Physical examination
Cervical spondylosis can limit the range of movement in your neck. Your Specialist (Neurosurgeon) may ask you to try and rotate your head from side to side and tilt your head towards your shoulders.

Your Specialist (Neurosurgeon) may also test your reflexes in your hands and feet and check you have full sensation in all your limbs. Problems with your reflexes or a lack of sensation could indicate nerve damage.

Your Specialist (Neurosurgeon) may also study how you walk, as cervical myelopathy can often affect walking and balance.

Investigations

X-ray
An X-ray may show characteristic features of spondylosis, such as the presence of osteophytes (lumps of extra bone). However, the spinal cord and nerve roots cannot be seen on an X-ray, and X-rays cannot show a herniated disc.

MRI scans
Magnetic resonance imaging (MRI) scans are arranged if your radiating arm pain is severe and not settling,  or if your doctor is concerned about cervical myelopathy.
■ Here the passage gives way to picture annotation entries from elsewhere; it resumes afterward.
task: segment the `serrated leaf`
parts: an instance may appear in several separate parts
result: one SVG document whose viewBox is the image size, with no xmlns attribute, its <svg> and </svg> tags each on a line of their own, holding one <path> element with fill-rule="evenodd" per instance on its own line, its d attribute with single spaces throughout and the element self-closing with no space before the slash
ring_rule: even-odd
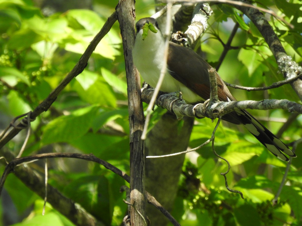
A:
<svg viewBox="0 0 302 226">
<path fill-rule="evenodd" d="M 239 16 L 236 12 L 235 12 L 233 15 L 236 21 L 239 24 L 239 25 L 242 29 L 246 31 L 249 30 L 249 27 L 245 23 L 242 17 Z"/>
<path fill-rule="evenodd" d="M 92 104 L 116 107 L 114 91 L 103 78 L 85 70 L 76 77 L 76 80 L 72 87 L 83 99 Z"/>
<path fill-rule="evenodd" d="M 127 96 L 127 83 L 117 77 L 104 67 L 101 69 L 102 75 L 106 81 L 114 89 L 116 89 L 125 96 Z"/>
<path fill-rule="evenodd" d="M 14 175 L 10 175 L 5 180 L 4 188 L 13 200 L 18 212 L 21 214 L 39 197 Z"/>
<path fill-rule="evenodd" d="M 19 96 L 16 91 L 11 90 L 7 96 L 7 98 L 8 100 L 8 106 L 13 115 L 18 116 L 31 111 L 29 105 Z M 16 107 L 16 106 L 18 107 Z"/>
<path fill-rule="evenodd" d="M 58 142 L 69 142 L 79 139 L 90 128 L 98 108 L 96 106 L 90 106 L 53 120 L 45 127 L 42 143 L 45 145 Z"/>
<path fill-rule="evenodd" d="M 128 114 L 127 109 L 118 109 L 101 112 L 94 120 L 92 129 L 94 131 L 96 131 L 108 122 L 118 118 L 123 118 Z"/>
<path fill-rule="evenodd" d="M 17 79 L 20 79 L 28 86 L 30 85 L 30 82 L 28 79 L 19 70 L 14 67 L 1 67 L 0 77 L 5 81 L 7 80 L 7 82 L 11 86 L 16 85 L 18 82 Z M 12 80 L 13 78 L 15 79 Z"/>
<path fill-rule="evenodd" d="M 23 29 L 14 33 L 8 42 L 7 47 L 10 49 L 21 49 L 43 39 L 43 37 L 31 29 Z"/>
<path fill-rule="evenodd" d="M 302 190 L 301 188 L 284 186 L 280 195 L 281 200 L 287 200 L 296 219 L 302 216 Z"/>
</svg>

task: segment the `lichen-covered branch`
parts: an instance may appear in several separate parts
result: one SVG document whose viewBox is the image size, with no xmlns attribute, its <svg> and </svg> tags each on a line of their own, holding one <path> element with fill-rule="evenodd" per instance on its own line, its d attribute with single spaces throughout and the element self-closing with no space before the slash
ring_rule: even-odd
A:
<svg viewBox="0 0 302 226">
<path fill-rule="evenodd" d="M 142 99 L 148 103 L 154 89 L 144 86 L 142 91 Z M 287 100 L 264 100 L 260 101 L 245 100 L 226 102 L 219 102 L 207 107 L 205 104 L 198 104 L 194 106 L 186 103 L 179 99 L 177 92 L 171 95 L 160 96 L 155 103 L 160 105 L 176 115 L 200 118 L 207 117 L 214 119 L 233 111 L 244 109 L 268 110 L 281 109 L 294 113 L 302 114 L 302 105 Z"/>
</svg>

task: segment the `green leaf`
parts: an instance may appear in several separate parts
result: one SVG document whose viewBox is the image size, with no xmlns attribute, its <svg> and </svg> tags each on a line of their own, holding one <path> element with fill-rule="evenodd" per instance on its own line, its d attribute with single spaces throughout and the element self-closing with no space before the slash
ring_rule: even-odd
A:
<svg viewBox="0 0 302 226">
<path fill-rule="evenodd" d="M 124 118 L 128 115 L 127 109 L 118 109 L 101 112 L 97 115 L 93 121 L 92 129 L 97 131 L 104 124 L 118 118 Z"/>
<path fill-rule="evenodd" d="M 4 33 L 8 29 L 19 27 L 21 23 L 20 15 L 11 9 L 0 10 L 0 32 Z"/>
<path fill-rule="evenodd" d="M 108 180 L 104 176 L 88 175 L 71 182 L 65 187 L 64 193 L 89 212 L 98 216 L 106 225 L 110 225 L 112 216 L 109 186 Z"/>
<path fill-rule="evenodd" d="M 239 24 L 242 29 L 246 31 L 248 31 L 249 30 L 249 27 L 245 23 L 242 17 L 239 16 L 236 12 L 234 12 L 233 15 L 236 21 Z"/>
<path fill-rule="evenodd" d="M 59 217 L 54 213 L 49 213 L 42 215 L 42 213 L 33 217 L 29 217 L 22 223 L 14 224 L 14 226 L 65 226 Z"/>
<path fill-rule="evenodd" d="M 234 213 L 239 225 L 245 226 L 260 225 L 260 217 L 252 206 L 244 204 L 234 209 Z"/>
<path fill-rule="evenodd" d="M 261 203 L 268 200 L 270 201 L 274 197 L 274 195 L 271 193 L 262 189 L 247 189 L 242 191 L 244 197 L 250 199 L 253 202 Z"/>
<path fill-rule="evenodd" d="M 76 80 L 73 83 L 73 88 L 82 99 L 92 104 L 116 107 L 114 92 L 102 77 L 84 70 Z"/>
<path fill-rule="evenodd" d="M 101 69 L 102 75 L 106 81 L 112 87 L 126 96 L 127 96 L 127 83 L 125 81 L 119 79 L 116 75 L 104 67 Z"/>
<path fill-rule="evenodd" d="M 10 49 L 21 49 L 43 39 L 42 36 L 31 29 L 23 29 L 14 33 L 8 42 L 7 47 Z"/>
<path fill-rule="evenodd" d="M 19 70 L 14 67 L 1 67 L 0 77 L 12 86 L 16 85 L 18 79 L 27 85 L 30 85 L 30 82 L 28 79 Z"/>
<path fill-rule="evenodd" d="M 45 128 L 41 142 L 43 144 L 70 142 L 79 139 L 91 126 L 99 107 L 92 106 L 77 110 L 69 115 L 58 117 Z"/>
<path fill-rule="evenodd" d="M 19 214 L 32 205 L 39 196 L 26 186 L 13 174 L 6 179 L 4 187 L 7 191 Z"/>
<path fill-rule="evenodd" d="M 129 137 L 88 133 L 70 141 L 85 153 L 104 160 L 122 159 L 129 156 Z"/>
<path fill-rule="evenodd" d="M 287 200 L 297 219 L 302 216 L 302 190 L 300 187 L 284 186 L 280 195 L 281 200 Z"/>
<path fill-rule="evenodd" d="M 29 105 L 21 98 L 18 93 L 14 90 L 11 90 L 7 96 L 8 100 L 8 106 L 11 113 L 14 116 L 18 116 L 31 111 Z M 16 107 L 18 106 L 18 107 Z"/>
</svg>

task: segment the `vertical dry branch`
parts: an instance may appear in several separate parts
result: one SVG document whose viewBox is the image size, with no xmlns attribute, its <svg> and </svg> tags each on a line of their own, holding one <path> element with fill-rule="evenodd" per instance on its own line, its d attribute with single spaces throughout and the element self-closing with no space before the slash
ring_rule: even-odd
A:
<svg viewBox="0 0 302 226">
<path fill-rule="evenodd" d="M 130 128 L 130 198 L 137 212 L 144 217 L 145 158 L 143 143 L 140 139 L 144 126 L 141 99 L 140 80 L 133 64 L 132 49 L 134 43 L 135 17 L 134 0 L 120 0 L 116 8 L 126 64 L 128 110 Z M 143 219 L 131 208 L 131 225 L 144 225 Z"/>
</svg>

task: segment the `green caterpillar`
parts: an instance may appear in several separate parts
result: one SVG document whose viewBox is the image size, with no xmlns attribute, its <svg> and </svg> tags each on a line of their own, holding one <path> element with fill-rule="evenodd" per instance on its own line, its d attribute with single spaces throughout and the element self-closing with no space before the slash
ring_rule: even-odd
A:
<svg viewBox="0 0 302 226">
<path fill-rule="evenodd" d="M 150 30 L 153 33 L 157 33 L 157 29 L 151 23 L 146 23 L 143 26 L 143 40 L 144 40 L 148 35 L 148 30 Z"/>
</svg>

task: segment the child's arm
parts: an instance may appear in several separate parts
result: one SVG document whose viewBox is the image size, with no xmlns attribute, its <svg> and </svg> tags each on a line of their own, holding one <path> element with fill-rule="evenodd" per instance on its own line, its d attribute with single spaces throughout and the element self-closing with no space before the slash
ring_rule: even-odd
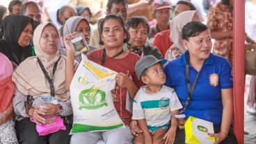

The spinal cord and nerve roots can be seen on an MRI scan, which can also show a herniated disc.

Computerized tomography (CT) scan
A CT scan of your spine uses X-ray technology, but produces a more detailed image than X-ray can. MRI uses a magnetic field and radio waves and can produce detailed, cross-sectional images of your spine. These tests may help your doctor determine the extent of damage to your cervical spine.

Myelogram
An X-ray dye is injected inside your spine to make the spinal cord and nerve roots more visible during an X-ray or CT scan. This procedure is known as a myelogram.

It is an invasive test (involves going into the body) and requires admission to hospital as a day case. It is only done if an MRI scan is not possible or, occasionally, after an MRI scan when a specialist requires additional information if surgery is being considered.

Electromyogram (EMG). This test measures the electrical activity in your nerves as they transmit messages to your muscles when the muscles are contracting and when they're at rest. The purpose of an EMG is to assess the health of your muscles and the nerves that control them.

Nerve conduction study. For this test, electrodes are attached to your skin above the nerve to be studied. A small shock is passed through the nerve to measure the strength and speed of nerve signals.